Design:MirrorIt

From RecodedWiki

This page is a branch from MirrorIt

---

Contents 1 Project Overview 1.1 Plan 2 Building the site 2.1 Discovery 2.2 Design 2.3 Implementation 2.4 Stabilization 3 Site Functionality 3.1 Browsing 3.2 Viewing And Downloading 3.3 Mirrors 3.4 User Persuasion, Getting Mirrored 4 Security 4.1 Malicious Files 4.2 Mirror Server Credentials

Project Overview

Plan

Goals, objectives and target audience

MirrorIt will provide users and developers with a simple way to get multiple mirrors of their software or other media with little effort. Users are able to search for files they want to find and download them with ease from a server selected mirror.

Look and feel

The web server will provide a simplistic interface with ease of use in mind, allowing users and developers to quickly find what they want. From the main page, users and developers will easily find powerful search features, a short list of the latest mirrors added and a link to the page for setting up new mirrors.

All major web browsers will be supported to have the best compatibility between them and the site. This includes popular browsers for Windows, Linux and Mac. Also included is support for text, mobile phone and text to speech based browsers. The minimum screen resolution of the web site will be 800 x 640.

Hardware and software requirements

The MirrorIt web server will need to be fast in responding to web page requests including multiple sql queries through PHP. The MirrorIt Premium Mirror Servers will need to have fast data transfers and large amounts of storage space.

Each server will run Debian Linux and Apache (with PHP and MySQL on the web server)

Project management

Each server will need a way for maintenance and upgrades to be done, as well as troubleshooting. For the main local server or anything that can be done remotely this will not be a problem, however after adding servers in other countries we will need to hire people for these tasks.

---

Building the site

Discovery

Content

The content of ALL pages will include:

• Site banner vertically aligned to top, horizontally aligned to center.
• Tabs below site banner to select category, Login/Register or Add New Mirror pages.
• Search bar located immediately below category tabs.
• Page specific content below search bar. Advertisements on the side of the page.
• Footer at bottom of page with links for copyright, policy and FAQ.

The content of the MAIN page will show a summarization of:

• The top 10 rated files...
  • By number of mirrors.
  • By number of downloads.
• The last 10 newly added files.

The content of pages by category will contain:

• Options for sorting by mirrors, downloads, date, size, etc..
• List of files in requested sort order (default by date, newest first)

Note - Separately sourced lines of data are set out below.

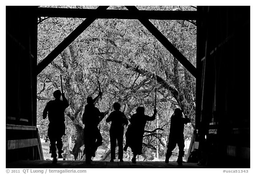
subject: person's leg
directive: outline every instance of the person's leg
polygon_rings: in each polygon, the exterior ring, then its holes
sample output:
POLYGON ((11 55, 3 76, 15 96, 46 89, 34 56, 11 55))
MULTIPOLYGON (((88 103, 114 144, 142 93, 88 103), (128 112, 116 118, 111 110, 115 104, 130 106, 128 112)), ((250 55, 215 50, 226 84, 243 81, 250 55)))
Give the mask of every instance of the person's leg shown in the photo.
POLYGON ((185 147, 184 138, 183 137, 180 137, 178 141, 177 144, 178 147, 179 147, 179 154, 178 155, 177 162, 178 162, 178 164, 182 165, 183 161, 183 157, 185 153, 184 151, 184 147, 185 147))
POLYGON ((92 146, 92 137, 88 130, 84 129, 84 150, 85 154, 85 162, 90 164, 92 159, 91 147, 92 146))
POLYGON ((62 150, 62 147, 63 147, 63 144, 62 143, 62 139, 61 138, 58 138, 56 139, 57 144, 56 146, 57 147, 57 148, 58 149, 58 157, 59 159, 63 158, 62 153, 64 152, 62 150))
POLYGON ((120 161, 123 161, 123 157, 124 155, 124 148, 123 147, 123 139, 124 136, 124 131, 120 131, 119 132, 119 135, 117 136, 117 143, 118 144, 118 159, 120 159, 120 161))
POLYGON ((111 149, 111 162, 114 162, 116 159, 116 133, 112 131, 110 132, 110 149, 111 149))
POLYGON ((98 147, 101 146, 102 145, 102 136, 101 136, 101 134, 100 134, 100 130, 98 128, 96 128, 95 130, 95 134, 96 134, 96 148, 95 151, 97 150, 97 148, 98 147))
POLYGON ((50 143, 51 143, 51 151, 52 151, 52 158, 56 157, 57 153, 56 153, 56 139, 53 137, 50 138, 50 143))
POLYGON ((171 157, 172 154, 172 151, 176 147, 176 141, 174 139, 172 138, 171 136, 169 136, 169 140, 168 141, 168 145, 167 145, 167 150, 166 151, 166 154, 165 155, 165 163, 168 163, 169 162, 169 159, 171 157))
POLYGON ((136 164, 136 157, 138 155, 138 154, 136 152, 133 152, 133 157, 132 159, 132 162, 133 164, 136 164))

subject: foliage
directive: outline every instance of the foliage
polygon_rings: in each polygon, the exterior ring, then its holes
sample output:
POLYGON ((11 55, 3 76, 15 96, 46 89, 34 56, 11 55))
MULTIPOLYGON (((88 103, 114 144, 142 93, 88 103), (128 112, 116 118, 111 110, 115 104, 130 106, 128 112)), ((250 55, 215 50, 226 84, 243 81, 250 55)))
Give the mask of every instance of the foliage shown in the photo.
MULTIPOLYGON (((139 9, 155 10, 172 10, 176 8, 138 7, 139 9)), ((194 10, 189 7, 179 8, 182 10, 194 10)), ((125 8, 112 6, 109 9, 125 8)), ((39 24, 38 62, 83 20, 50 18, 39 24)), ((151 22, 195 66, 196 30, 194 25, 186 21, 151 22)), ((48 124, 47 120, 42 120, 42 110, 46 103, 53 99, 53 91, 60 89, 60 74, 70 103, 66 110, 68 132, 77 144, 73 151, 78 151, 82 145, 83 140, 80 139, 83 137, 83 110, 86 97, 96 96, 98 80, 103 95, 96 106, 101 112, 111 111, 112 104, 119 102, 128 118, 139 106, 145 107, 146 114, 152 115, 154 89, 157 88, 158 127, 164 131, 156 132, 160 134, 147 135, 145 133, 144 143, 156 147, 160 142, 160 149, 164 151, 168 139, 170 116, 174 109, 179 107, 173 95, 174 91, 177 91, 184 112, 192 120, 192 124, 185 127, 185 138, 192 136, 195 125, 195 79, 137 20, 96 20, 38 75, 38 124, 41 135, 45 134, 48 124), (80 136, 78 139, 79 135, 80 136)), ((107 150, 110 124, 105 119, 99 128, 104 141, 103 147, 107 150)), ((145 129, 156 128, 156 121, 148 122, 145 129)))

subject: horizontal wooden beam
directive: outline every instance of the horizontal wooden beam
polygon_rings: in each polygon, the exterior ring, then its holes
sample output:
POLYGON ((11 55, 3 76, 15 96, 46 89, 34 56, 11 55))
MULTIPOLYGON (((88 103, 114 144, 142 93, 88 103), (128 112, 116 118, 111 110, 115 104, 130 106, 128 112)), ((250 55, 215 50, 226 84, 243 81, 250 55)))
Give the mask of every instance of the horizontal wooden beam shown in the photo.
POLYGON ((36 127, 33 126, 26 126, 22 125, 6 124, 6 129, 22 130, 26 131, 36 131, 36 127))
MULTIPOLYGON (((139 11, 135 6, 125 7, 126 7, 129 11, 132 12, 139 11)), ((139 19, 139 20, 153 35, 163 44, 170 53, 191 73, 192 75, 196 77, 196 69, 195 66, 170 42, 169 40, 168 40, 149 20, 147 19, 139 19)))
POLYGON ((152 19, 159 20, 196 20, 201 15, 197 11, 105 10, 38 8, 38 17, 94 18, 96 19, 152 19))
POLYGON ((37 139, 6 140, 6 150, 19 149, 38 145, 37 139))

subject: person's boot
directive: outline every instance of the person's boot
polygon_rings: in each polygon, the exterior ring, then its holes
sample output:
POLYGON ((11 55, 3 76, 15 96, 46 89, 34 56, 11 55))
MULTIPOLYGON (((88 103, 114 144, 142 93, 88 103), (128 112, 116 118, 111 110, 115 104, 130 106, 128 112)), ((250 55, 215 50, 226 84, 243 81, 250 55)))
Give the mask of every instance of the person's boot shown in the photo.
POLYGON ((58 151, 58 158, 59 159, 62 159, 63 158, 63 157, 62 156, 62 153, 64 153, 64 151, 61 150, 61 151, 58 151))
POLYGON ((52 159, 52 164, 56 164, 57 163, 57 157, 53 157, 52 159))
POLYGON ((182 166, 182 162, 183 162, 183 159, 182 158, 184 156, 185 154, 185 151, 179 151, 179 155, 178 155, 178 159, 177 159, 177 162, 178 165, 180 166, 182 166))

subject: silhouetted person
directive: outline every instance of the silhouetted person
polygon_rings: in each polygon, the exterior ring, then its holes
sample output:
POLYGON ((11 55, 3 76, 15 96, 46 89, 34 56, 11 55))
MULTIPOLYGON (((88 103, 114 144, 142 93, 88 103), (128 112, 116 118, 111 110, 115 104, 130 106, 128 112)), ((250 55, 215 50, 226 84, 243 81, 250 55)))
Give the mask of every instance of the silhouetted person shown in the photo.
POLYGON ((143 134, 147 121, 152 121, 156 119, 157 110, 154 110, 154 114, 152 116, 144 114, 145 109, 143 107, 138 107, 136 112, 136 113, 132 116, 130 119, 131 124, 125 133, 126 144, 124 148, 124 151, 126 151, 128 147, 132 149, 132 151, 133 153, 132 162, 134 164, 136 163, 136 156, 142 154, 143 134))
POLYGON ((94 99, 92 99, 91 97, 87 97, 87 104, 84 107, 84 112, 83 114, 82 121, 84 124, 84 134, 85 162, 87 164, 91 163, 92 157, 95 157, 97 148, 102 144, 102 136, 98 128, 98 125, 104 117, 104 112, 101 112, 94 106, 94 102, 101 93, 100 92, 94 99))
POLYGON ((51 157, 53 158, 52 163, 57 162, 56 147, 58 149, 59 158, 62 158, 62 136, 65 134, 65 109, 69 105, 68 102, 65 97, 64 93, 61 94, 60 90, 57 90, 53 93, 55 100, 49 101, 43 112, 43 118, 45 119, 48 114, 48 119, 50 123, 48 128, 48 136, 50 139, 51 157), (62 100, 60 100, 60 96, 62 100), (57 144, 56 144, 56 142, 57 144))
POLYGON ((185 118, 182 117, 182 112, 180 109, 177 108, 174 110, 174 113, 171 117, 171 126, 170 127, 170 134, 169 141, 167 145, 167 151, 165 156, 165 163, 169 162, 169 159, 176 147, 176 144, 179 147, 179 154, 177 162, 178 164, 182 165, 184 156, 184 124, 190 123, 190 120, 185 116, 185 118))
POLYGON ((148 158, 148 160, 151 161, 159 161, 159 159, 156 157, 156 153, 152 152, 151 153, 151 156, 148 158))
POLYGON ((116 140, 118 144, 118 159, 123 162, 123 139, 124 137, 124 126, 128 124, 128 120, 124 114, 120 111, 121 106, 119 103, 116 102, 113 104, 114 111, 112 112, 106 119, 106 122, 111 121, 111 126, 109 130, 110 135, 110 147, 111 149, 111 162, 116 159, 116 140))

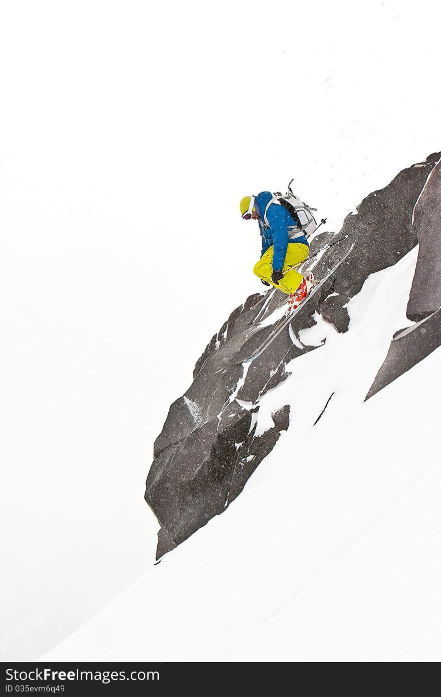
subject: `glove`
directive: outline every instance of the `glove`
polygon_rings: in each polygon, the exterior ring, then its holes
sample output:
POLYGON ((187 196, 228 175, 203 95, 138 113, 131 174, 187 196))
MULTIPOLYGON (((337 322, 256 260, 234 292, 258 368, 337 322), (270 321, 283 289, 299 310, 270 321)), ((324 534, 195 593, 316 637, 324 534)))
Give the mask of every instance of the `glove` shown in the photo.
POLYGON ((276 285, 279 285, 279 281, 280 281, 284 277, 284 275, 281 271, 273 271, 271 274, 271 280, 276 285))

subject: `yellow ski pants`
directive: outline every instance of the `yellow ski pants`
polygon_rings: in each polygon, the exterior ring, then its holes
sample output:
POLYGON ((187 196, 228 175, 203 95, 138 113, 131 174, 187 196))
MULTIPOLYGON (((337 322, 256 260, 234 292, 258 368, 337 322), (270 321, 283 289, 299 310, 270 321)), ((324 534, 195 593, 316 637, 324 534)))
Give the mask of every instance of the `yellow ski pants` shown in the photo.
POLYGON ((304 261, 308 258, 309 247, 307 245, 301 245, 298 242, 289 242, 288 243, 285 263, 281 270, 282 273, 286 271, 286 273, 279 281, 278 284, 273 283, 271 280, 273 252, 274 247, 270 247, 269 250, 267 250, 254 266, 254 273, 263 281, 270 283, 272 286, 281 291, 282 293, 294 293, 302 283, 303 276, 291 267, 297 266, 297 264, 301 263, 302 261, 304 261))

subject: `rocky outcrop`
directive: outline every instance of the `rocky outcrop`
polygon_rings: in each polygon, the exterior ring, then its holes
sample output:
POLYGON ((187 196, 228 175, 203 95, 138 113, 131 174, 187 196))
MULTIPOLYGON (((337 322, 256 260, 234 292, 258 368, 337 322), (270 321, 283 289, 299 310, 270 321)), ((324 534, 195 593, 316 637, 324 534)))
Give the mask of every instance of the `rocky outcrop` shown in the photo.
POLYGON ((439 153, 431 155, 370 194, 346 217, 338 234, 316 236, 310 255, 320 253, 304 270, 314 268, 318 278, 341 259, 354 239, 357 243, 336 277, 329 279, 294 318, 290 330, 282 332, 271 350, 247 371, 242 361, 268 335, 283 312, 282 293, 272 289, 251 296, 212 337, 197 361, 192 384, 170 407, 154 446, 146 500, 161 526, 158 558, 226 508, 288 427, 286 406, 272 415, 270 428, 255 437, 259 400, 286 378, 288 362, 314 350, 297 337, 300 330, 314 324, 315 311, 338 331, 346 331, 348 300, 370 274, 395 263, 417 244, 414 207, 419 197, 422 205, 421 190, 439 158, 439 153), (327 248, 330 243, 332 246, 327 248))
POLYGON ((441 345, 441 309, 412 327, 399 332, 366 399, 403 375, 441 345))
POLYGON ((441 162, 431 173, 414 221, 419 249, 407 314, 419 322, 441 307, 441 162))
POLYGON ((413 211, 419 247, 407 316, 371 386, 368 399, 441 345, 441 162, 431 170, 413 211))

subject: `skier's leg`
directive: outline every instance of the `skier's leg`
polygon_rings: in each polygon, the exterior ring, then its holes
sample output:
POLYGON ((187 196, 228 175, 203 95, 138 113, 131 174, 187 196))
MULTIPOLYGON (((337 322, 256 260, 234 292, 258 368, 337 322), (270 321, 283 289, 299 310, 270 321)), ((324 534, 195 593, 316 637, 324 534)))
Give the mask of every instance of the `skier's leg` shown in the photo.
POLYGON ((293 267, 307 259, 309 251, 307 245, 300 245, 297 242, 290 242, 288 245, 285 263, 282 269, 284 275, 279 282, 279 285, 276 286, 276 288, 282 293, 287 293, 288 295, 293 293, 302 283, 303 276, 293 267))
POLYGON ((267 283, 271 284, 274 288, 277 288, 278 286, 273 283, 271 280, 271 274, 272 273, 272 252, 274 252, 274 247, 270 247, 263 256, 258 260, 256 264, 254 266, 254 272, 256 276, 262 281, 266 281, 267 283))

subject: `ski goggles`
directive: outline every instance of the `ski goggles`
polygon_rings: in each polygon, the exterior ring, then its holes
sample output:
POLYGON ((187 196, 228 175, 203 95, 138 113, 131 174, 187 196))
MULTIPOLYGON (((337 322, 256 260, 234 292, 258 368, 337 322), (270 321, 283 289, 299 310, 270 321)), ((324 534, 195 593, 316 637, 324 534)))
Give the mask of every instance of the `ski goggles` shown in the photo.
POLYGON ((253 208, 254 208, 254 197, 252 196, 249 198, 249 206, 248 206, 248 210, 245 210, 245 213, 242 216, 244 220, 251 220, 253 217, 253 208))

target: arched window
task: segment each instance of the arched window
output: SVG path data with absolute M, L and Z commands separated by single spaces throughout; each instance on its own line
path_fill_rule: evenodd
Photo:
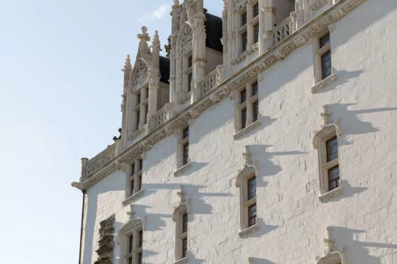
M 120 264 L 142 264 L 143 221 L 137 219 L 123 226 L 118 235 Z
M 313 138 L 313 147 L 318 151 L 320 172 L 320 200 L 325 202 L 343 193 L 340 185 L 339 169 L 338 137 L 342 134 L 339 120 L 329 120 L 330 114 L 327 107 L 321 114 L 324 125 L 320 131 L 315 132 Z

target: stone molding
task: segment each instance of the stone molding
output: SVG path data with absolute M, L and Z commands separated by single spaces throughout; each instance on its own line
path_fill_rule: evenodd
M 330 24 L 341 20 L 366 1 L 340 0 L 337 3 L 329 7 L 327 11 L 313 18 L 286 38 L 276 46 L 230 76 L 226 80 L 219 84 L 218 87 L 214 88 L 199 101 L 194 102 L 181 113 L 176 115 L 174 118 L 160 126 L 152 133 L 145 136 L 117 156 L 115 156 L 108 165 L 99 166 L 95 172 L 87 176 L 89 178 L 83 182 L 83 185 L 86 188 L 89 188 L 104 178 L 110 173 L 114 171 L 116 169 L 114 162 L 116 160 L 120 162 L 128 163 L 135 157 L 142 154 L 143 151 L 150 149 L 156 142 L 166 136 L 173 134 L 176 129 L 187 123 L 191 119 L 189 113 L 191 110 L 194 110 L 198 115 L 201 114 L 207 108 L 216 103 L 217 101 L 229 96 L 230 92 L 234 89 L 240 87 L 259 72 L 264 71 L 278 61 L 284 59 L 299 47 L 306 45 L 310 38 L 317 35 L 323 30 L 327 28 Z M 276 54 L 278 55 L 276 56 Z M 211 98 L 216 98 L 218 100 L 211 100 Z
M 317 93 L 320 89 L 323 89 L 327 86 L 328 86 L 329 84 L 336 81 L 337 80 L 337 74 L 332 74 L 330 75 L 329 76 L 328 76 L 327 78 L 325 78 L 323 81 L 319 81 L 318 83 L 315 84 L 311 88 L 311 93 Z

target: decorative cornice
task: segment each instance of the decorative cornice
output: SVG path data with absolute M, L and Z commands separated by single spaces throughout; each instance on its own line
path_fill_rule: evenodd
M 263 55 L 230 76 L 226 80 L 219 84 L 218 87 L 212 89 L 200 100 L 185 108 L 174 118 L 160 126 L 152 133 L 147 134 L 119 154 L 107 165 L 104 164 L 102 167 L 99 168 L 97 172 L 96 171 L 83 183 L 84 185 L 86 188 L 90 188 L 113 171 L 116 169 L 114 164 L 116 160 L 128 163 L 135 157 L 142 154 L 145 149 L 150 149 L 149 147 L 153 146 L 167 135 L 172 134 L 176 129 L 187 123 L 191 118 L 189 113 L 191 110 L 196 111 L 198 115 L 201 114 L 206 109 L 228 96 L 233 89 L 241 86 L 259 72 L 286 57 L 293 50 L 305 45 L 308 39 L 315 36 L 330 23 L 342 19 L 365 1 L 367 0 L 339 1 L 328 8 L 328 11 L 308 22 Z M 276 56 L 276 53 L 279 55 Z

The Add New Mirror page will contain a form for setting up a mirror for a new file to be added to the database. If the user is not logged in, it will redirect them to the Login/Register page.

The Login/Register page will have a form to allow users to either Login or Register a new account.

Risk assessment

[ToDo: Assess the risks that might need special attention. Determine how to handle those risks.]

Design

Conceptual design and prototypes

Check mirrorit.recoded.net[1] for the latest mockup.

Technology architecture

PHP will be used for the front end.

MySQL databases will be used for mirror information as well as user accounts.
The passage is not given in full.